Post date: Apr 14, 2013 1:35:32 PM
A Pakistani woman who was formerly a poorly-paid servant to a land owner applies to run for the general election, inspiring other workers who have escaped their landlords.
HYDERABAD, SINDH PROVINCE, PAKISTAN (REUTERS) - When Veero Kolhi made the asset declaration required of candidates inPakistan's May elections she listed the following items: two beds, five mattresses, cooking pots and a bank account holding her life savings of 2,800 rupees (28 U.S. dollars).
While she may lack the fortune that is normally the entry ticket to Pakistani politics, Kolhi can make a claim that may resonate more powerfully with poor voters than the wearily familiar promises of her rivals.Kolhi's campaign is a symbolic step. 20 years ago, she was a "bonded labourer," the term used in Pakistan for a form of contemporary serfdom in which families are made to work for years in sugar plantations, cotton fields or brick kilns to pay off debts to the owners.

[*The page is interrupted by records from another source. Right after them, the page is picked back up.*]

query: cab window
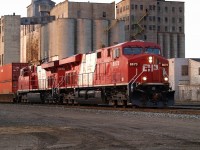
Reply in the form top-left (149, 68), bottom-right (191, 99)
top-left (123, 47), bottom-right (142, 55)
top-left (145, 47), bottom-right (160, 55)
top-left (113, 48), bottom-right (120, 58)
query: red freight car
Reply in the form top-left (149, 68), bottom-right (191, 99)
top-left (0, 63), bottom-right (28, 102)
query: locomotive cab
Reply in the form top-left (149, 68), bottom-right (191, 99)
top-left (123, 42), bottom-right (174, 107)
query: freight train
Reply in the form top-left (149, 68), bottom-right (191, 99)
top-left (0, 41), bottom-right (174, 107)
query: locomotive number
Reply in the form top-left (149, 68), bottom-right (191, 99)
top-left (142, 64), bottom-right (158, 72)
top-left (113, 61), bottom-right (119, 67)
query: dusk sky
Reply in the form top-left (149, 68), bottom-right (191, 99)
top-left (0, 0), bottom-right (197, 58)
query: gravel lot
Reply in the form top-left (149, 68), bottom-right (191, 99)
top-left (0, 104), bottom-right (200, 150)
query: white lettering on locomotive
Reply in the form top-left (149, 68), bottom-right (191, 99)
top-left (113, 61), bottom-right (119, 67)
top-left (142, 64), bottom-right (158, 72)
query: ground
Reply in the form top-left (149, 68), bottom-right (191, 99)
top-left (0, 104), bottom-right (200, 150)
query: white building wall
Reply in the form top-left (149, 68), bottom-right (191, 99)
top-left (169, 58), bottom-right (190, 102)
top-left (169, 58), bottom-right (200, 104)
top-left (189, 59), bottom-right (200, 86)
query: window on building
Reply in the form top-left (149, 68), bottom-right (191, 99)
top-left (153, 5), bottom-right (156, 10)
top-left (179, 27), bottom-right (183, 32)
top-left (144, 35), bottom-right (147, 40)
top-left (117, 9), bottom-right (119, 14)
top-left (131, 4), bottom-right (134, 9)
top-left (172, 17), bottom-right (176, 23)
top-left (126, 5), bottom-right (129, 10)
top-left (181, 65), bottom-right (188, 76)
top-left (1, 54), bottom-right (4, 65)
top-left (165, 7), bottom-right (168, 12)
top-left (172, 26), bottom-right (176, 32)
top-left (135, 5), bottom-right (137, 9)
top-left (123, 6), bottom-right (126, 11)
top-left (179, 7), bottom-right (183, 12)
top-left (165, 26), bottom-right (168, 32)
top-left (149, 16), bottom-right (152, 21)
top-left (97, 52), bottom-right (101, 58)
top-left (157, 6), bottom-right (160, 12)
top-left (149, 25), bottom-right (152, 30)
top-left (103, 11), bottom-right (106, 17)
top-left (157, 26), bottom-right (160, 31)
top-left (153, 25), bottom-right (156, 30)
top-left (77, 10), bottom-right (81, 18)
top-left (107, 49), bottom-right (111, 57)
top-left (131, 15), bottom-right (135, 22)
top-left (140, 5), bottom-right (143, 10)
top-left (178, 18), bottom-right (183, 23)
top-left (158, 17), bottom-right (161, 23)
top-left (153, 16), bottom-right (156, 21)
top-left (199, 67), bottom-right (200, 75)
top-left (165, 17), bottom-right (168, 22)
top-left (172, 7), bottom-right (175, 12)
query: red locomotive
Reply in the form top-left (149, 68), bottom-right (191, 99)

"I was a bonded labourer myself. I know what kind of tyranny they face. That is why I have decided to stand in the elections. People are approving that a peasant woman who has got freedom from bonded labour is standing in the elections, they are appreciating it, " Kolhi said, speaking at her one-room home of mud and bamboo on the outskirts of the southern city of Hyderabad in Sindh province.
She has never learned to write more than her name, but since making her escape in the mid-1990s, Kolhi has lobbied the police and courts to release thousands of others from the pool of indebted workers in her native Sindh province, the vast majority of whom are fellow Hindus.
On April 5, Kolhi crossed a new threshold in her own odyssey when she stood on the steps of a colonial-era courthouse in Hyderabad and brandished a document officials had just issued, authorising her to run for the provincial assembly.
With no rival party to back her, Kolhi's independent run may make barely a dent at the ballot box in Sindh, a stronghold of President Asif Ali Zardari's ruling Pakistan People's Party (PPP).
But her beat-the-odds bravado has lit a flame for those who adore her the most: families she has helped liberate from lives as vassals.
"Why don't we vote for Veero? She has come to us for vote. We want Veero in the office because we wish to progress. We don't have roads in our village. Our women face hardships when they are pregnant and Rickshaws refuse to come here," said Ramchand Thakur, who lives in a Hindu settlement on the edge ofHyderabad.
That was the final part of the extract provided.